Executors Fight to Get Access to E-mails
John Ajemain, Forty-Six died in a bicycle accident. He had no Will or Trust. His brother and sister became the Personal Representatives (PRs) of his estate. They sought access to John’s “digital assets” in particular Yahoo e-mail account to review for other assets such as bank accounts and liabilities. Yahoo denied access and a court battle ensued.
How Yahoo Justified Refusal
Yahoo refused relied upon the two points. First they claimed that the Stored Communications Act “SCA”(18 USC Sec. 2701) prevented such disclosure. Yahoo also claimed that the terms of service agreement governing use of the Yahoo account allowed them to withhold or even destroy the information.
Stored Communication Act
The Court examined the SCA and found that the act was established to prevent “overzealous” law enforcement from gaining access to private accounts. However, the SCA provides an exception to the nondisclosure to “with the lawful consent of the originator”. Yahoo’s position was that the PRs “cannot lawfully consent on behalf of the decedent, regardless of the estate’s property interest in the e-mail messages”. In Yahoo’s view, only a living person had the authority to grant the consent.
Luckily, the court did not agree with Yahoo on this point. After an exhaustive examination of statutory construction, the Court held that the SCA could not be used to prevent disclosure to the PRs. It found that the PRs had the authority to provide “lawful consent” and that access to the records was necessary because Yahoo’s refusal “would significantly curtail the ability of the personal representatives to perform their duties”. The court stated that nothing in the SCA “would suggest that lawful consent precludes consent by a personal representative on a decedent’s behalf.”

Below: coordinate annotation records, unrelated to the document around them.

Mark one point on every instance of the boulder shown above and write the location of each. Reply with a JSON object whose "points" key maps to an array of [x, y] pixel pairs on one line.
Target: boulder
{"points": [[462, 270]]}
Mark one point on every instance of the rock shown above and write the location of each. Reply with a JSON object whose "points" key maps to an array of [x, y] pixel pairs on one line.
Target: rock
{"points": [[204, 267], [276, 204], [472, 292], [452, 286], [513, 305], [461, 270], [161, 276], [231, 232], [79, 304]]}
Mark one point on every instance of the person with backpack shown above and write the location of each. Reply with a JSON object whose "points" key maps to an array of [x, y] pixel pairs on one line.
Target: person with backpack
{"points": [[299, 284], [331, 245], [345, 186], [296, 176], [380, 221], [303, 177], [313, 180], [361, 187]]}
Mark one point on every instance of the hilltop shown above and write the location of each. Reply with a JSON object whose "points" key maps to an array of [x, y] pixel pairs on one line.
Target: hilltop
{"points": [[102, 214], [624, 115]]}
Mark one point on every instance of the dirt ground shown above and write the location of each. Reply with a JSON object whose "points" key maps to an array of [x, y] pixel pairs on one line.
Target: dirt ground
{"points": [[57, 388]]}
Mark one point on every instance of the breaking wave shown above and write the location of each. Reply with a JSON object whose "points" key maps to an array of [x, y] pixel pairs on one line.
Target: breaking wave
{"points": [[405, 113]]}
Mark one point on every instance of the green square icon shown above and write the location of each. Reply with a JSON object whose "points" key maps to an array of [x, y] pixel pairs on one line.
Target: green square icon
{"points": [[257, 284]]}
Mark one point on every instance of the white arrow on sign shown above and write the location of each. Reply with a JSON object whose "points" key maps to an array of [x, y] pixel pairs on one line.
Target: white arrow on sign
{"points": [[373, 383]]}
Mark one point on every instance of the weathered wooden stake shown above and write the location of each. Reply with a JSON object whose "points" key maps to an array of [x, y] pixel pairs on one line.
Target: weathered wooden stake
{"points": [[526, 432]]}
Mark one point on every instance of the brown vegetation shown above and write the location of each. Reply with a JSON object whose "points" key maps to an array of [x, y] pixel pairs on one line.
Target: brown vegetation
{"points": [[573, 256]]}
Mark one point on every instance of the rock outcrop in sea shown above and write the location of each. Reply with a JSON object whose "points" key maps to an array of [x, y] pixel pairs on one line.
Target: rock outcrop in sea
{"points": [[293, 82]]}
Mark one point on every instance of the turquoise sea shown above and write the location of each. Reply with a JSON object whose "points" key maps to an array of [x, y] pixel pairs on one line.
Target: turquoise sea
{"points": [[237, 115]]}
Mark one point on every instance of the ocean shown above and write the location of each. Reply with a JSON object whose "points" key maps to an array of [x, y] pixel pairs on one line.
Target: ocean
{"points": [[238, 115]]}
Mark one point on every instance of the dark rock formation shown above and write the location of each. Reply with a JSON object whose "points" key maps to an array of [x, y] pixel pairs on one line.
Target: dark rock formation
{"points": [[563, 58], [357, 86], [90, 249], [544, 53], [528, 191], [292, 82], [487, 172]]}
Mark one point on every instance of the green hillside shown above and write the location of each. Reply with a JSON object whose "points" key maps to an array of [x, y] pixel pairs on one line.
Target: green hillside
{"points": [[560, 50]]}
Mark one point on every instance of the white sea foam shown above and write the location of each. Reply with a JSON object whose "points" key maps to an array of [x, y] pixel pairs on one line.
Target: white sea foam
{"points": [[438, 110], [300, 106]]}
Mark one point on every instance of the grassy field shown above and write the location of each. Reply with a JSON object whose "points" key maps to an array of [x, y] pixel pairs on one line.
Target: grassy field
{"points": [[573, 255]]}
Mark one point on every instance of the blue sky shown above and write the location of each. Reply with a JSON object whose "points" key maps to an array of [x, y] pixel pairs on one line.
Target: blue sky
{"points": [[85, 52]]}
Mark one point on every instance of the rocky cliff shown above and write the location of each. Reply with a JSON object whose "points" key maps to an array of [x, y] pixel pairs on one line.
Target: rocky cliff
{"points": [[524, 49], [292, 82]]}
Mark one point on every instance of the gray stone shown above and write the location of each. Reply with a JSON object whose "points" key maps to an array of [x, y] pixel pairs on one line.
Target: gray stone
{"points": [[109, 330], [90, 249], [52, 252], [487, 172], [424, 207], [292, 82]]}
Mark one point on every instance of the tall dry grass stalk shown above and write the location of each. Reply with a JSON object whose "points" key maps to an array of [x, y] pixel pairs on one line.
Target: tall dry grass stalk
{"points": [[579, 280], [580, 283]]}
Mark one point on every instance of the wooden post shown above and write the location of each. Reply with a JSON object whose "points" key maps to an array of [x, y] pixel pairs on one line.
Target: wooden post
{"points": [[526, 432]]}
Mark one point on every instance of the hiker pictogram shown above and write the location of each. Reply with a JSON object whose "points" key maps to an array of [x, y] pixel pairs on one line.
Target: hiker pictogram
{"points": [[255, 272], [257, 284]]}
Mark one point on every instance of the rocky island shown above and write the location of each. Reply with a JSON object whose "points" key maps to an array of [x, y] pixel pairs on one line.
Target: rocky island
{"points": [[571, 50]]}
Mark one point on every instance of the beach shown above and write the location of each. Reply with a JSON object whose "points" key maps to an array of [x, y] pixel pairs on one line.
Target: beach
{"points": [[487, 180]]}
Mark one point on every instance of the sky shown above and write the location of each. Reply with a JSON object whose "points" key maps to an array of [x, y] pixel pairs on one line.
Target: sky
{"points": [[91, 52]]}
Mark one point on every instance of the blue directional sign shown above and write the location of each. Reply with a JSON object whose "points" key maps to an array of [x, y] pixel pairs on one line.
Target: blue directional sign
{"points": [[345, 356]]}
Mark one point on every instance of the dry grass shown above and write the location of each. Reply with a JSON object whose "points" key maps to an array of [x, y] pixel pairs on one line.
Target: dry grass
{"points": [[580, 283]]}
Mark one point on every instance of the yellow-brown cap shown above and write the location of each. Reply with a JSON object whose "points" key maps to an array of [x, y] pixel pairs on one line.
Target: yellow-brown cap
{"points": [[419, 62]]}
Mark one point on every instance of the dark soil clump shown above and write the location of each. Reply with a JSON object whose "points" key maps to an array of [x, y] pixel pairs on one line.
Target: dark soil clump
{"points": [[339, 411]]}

Terms of Service Agreement, Yahoo’s Delete Button
Even though the Court threw out the SCA defense, it still wasn’t sure what to do the “Terms of Service Agreement”. According to Yahoo, that the Agreement trumps the PR’s property interest in the records. The Agreement says:
You agree that Yahoo, in its sole discretion, may terminate your password, account…and remove and discard any Content…for any reason”. The Court was not certain that this provision was enforceable or whether the essentials for a valid contract existed. In short, there wasn’t sufficient evidence to show that there was a “meeting of the minds” with regard to Yahoo’s Agreement. The Supreme Court sent the matter back to the Trial Court to take evidence on the matter.
What this Means to You
Unfortunately, the Court did provide a definitive answer to the question of whether the records will ultimately be handed over to the PRs. This will play itself out in the courts below. But there are things that you may consider. What is frightening is how hard Yahoo is fighting to keep John’s records from his PR. Yahoo is not alone in their position. This area of the law is evolving. While there are no definite answers the following are a few good ideas:
Digital Power of Attorney: Your power of attorney should provide your agent with the authority to access your accounts. This is increasingly necessary as many banks, financial products and other transactions occur digitally. Failure to have access may be disruptive in the event of a disability.
Digital Powers in Will: It is a good idea to include digital authorities in your Will which grants your Personal Representative the authority to access accounts.
Password Access: The powers stated above are useless if one does not have access to the passwords. Use a service like LastPass and DocuBank to keep track of your passwords.
Paper Copies: The Yahoo case shows why it is important to maintain some paper copies of your important records. Perhaps it is a good idea print out some statements and keep them with your other papers.